Halil Cibran(1883-1931) diyince akla ilk gelen yapıt Ermiş'tir. Ermişin Bahçesi de onun devamı olarak yazılmış ve yazarın ölümünden sonra yayımlanmış.(1933)
Her güzel eserde olduğu gibi kitabı okumayı bitirdiğimde neden daha önce okumadığımı sordum kendime.
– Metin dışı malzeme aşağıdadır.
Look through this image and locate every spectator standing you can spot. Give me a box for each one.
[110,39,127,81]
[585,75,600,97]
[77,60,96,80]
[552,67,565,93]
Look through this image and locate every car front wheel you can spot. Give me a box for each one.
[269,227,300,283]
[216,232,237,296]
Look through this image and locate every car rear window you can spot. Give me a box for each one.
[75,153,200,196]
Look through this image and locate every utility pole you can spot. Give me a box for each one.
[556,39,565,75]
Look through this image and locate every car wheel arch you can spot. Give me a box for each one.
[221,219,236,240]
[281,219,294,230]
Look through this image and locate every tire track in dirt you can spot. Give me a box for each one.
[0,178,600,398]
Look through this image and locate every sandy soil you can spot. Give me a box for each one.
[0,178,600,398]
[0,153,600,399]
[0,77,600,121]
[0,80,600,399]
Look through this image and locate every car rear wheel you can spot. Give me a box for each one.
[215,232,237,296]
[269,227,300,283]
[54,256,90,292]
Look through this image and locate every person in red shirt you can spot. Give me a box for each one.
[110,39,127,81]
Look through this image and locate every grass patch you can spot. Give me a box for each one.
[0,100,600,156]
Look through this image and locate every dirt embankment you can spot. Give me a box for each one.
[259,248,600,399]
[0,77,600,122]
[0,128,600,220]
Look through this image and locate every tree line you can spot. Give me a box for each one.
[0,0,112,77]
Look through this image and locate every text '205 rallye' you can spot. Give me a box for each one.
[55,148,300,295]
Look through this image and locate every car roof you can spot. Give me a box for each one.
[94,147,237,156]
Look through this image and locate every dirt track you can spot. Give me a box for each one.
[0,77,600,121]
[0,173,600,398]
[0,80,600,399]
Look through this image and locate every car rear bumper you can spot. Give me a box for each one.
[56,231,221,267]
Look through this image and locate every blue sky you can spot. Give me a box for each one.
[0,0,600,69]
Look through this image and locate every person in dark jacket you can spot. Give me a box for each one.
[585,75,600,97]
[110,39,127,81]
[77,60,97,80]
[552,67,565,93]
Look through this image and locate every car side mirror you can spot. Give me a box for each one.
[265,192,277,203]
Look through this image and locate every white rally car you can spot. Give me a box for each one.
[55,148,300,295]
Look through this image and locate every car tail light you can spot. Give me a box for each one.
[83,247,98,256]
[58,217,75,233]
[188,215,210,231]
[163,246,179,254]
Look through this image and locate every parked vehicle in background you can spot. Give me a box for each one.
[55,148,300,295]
Ne yaparsak yapalım, okuyacak o kadar güzel kitap var ki... Tüm güzel ve okunası kitaplara yetişemeyeceğiz maalesef.
Kitapta bendeki baskıda 10. sayfanın tamamını alıntılamak istedim aslında fakat daha sonra inceleme yaparım ve orada paylaşırım diye düşündüm. İşte o sayfadan cümleler:
Yazık o millete ki, dokunmadığı şeyi giyer, ekip bilmediğini yer, hasat etmediği tohumun ekmeğiyle beslenir, kendi cenderesinden çekmediği bir şaraptan içer.
Yazık o millete ki, zorbayı bir kahraman gibi alkışlar ve gösterişli fatihi hayırsever sanır.
Yazık o millete ki, rüyasında küçümsediği tutkuya uyanıkken boyun eğer.
Yazık o millete ki, sesini sadece cenaze törenlerinde yükseltir, sadece yıkıntılar arasında kibirlenir ve sadece boynu kılıçla kütük arasındayken başkaldırır.
Yazık o millete ki, devlet adamı bit tilki, filozofu bir hokkabaz, sanatı yamama ve taklit sanatıdır.
Yazık o millete ki, yeni hükümdarını borazan sesleriyle karşılar ve bir sonraki hükümdarını da borazanlarla karşılamak için, onu yuhalayarak uğurlar.
Güçlü adamları henüz beşikteyken, bilgeleri yıllarca susturulan o millete yazık!
Ve her parçası kendini bir millet sanan, o bölünmüş millete yazık!
Ben yazarı ve yazarın (okumuş olduğum) her iki eserini de çok sevdim. Umarım sizler de seversiniz hatta belki yazarla benden önce tanışmışsınızdır ve zaten seviyorsunuzdur.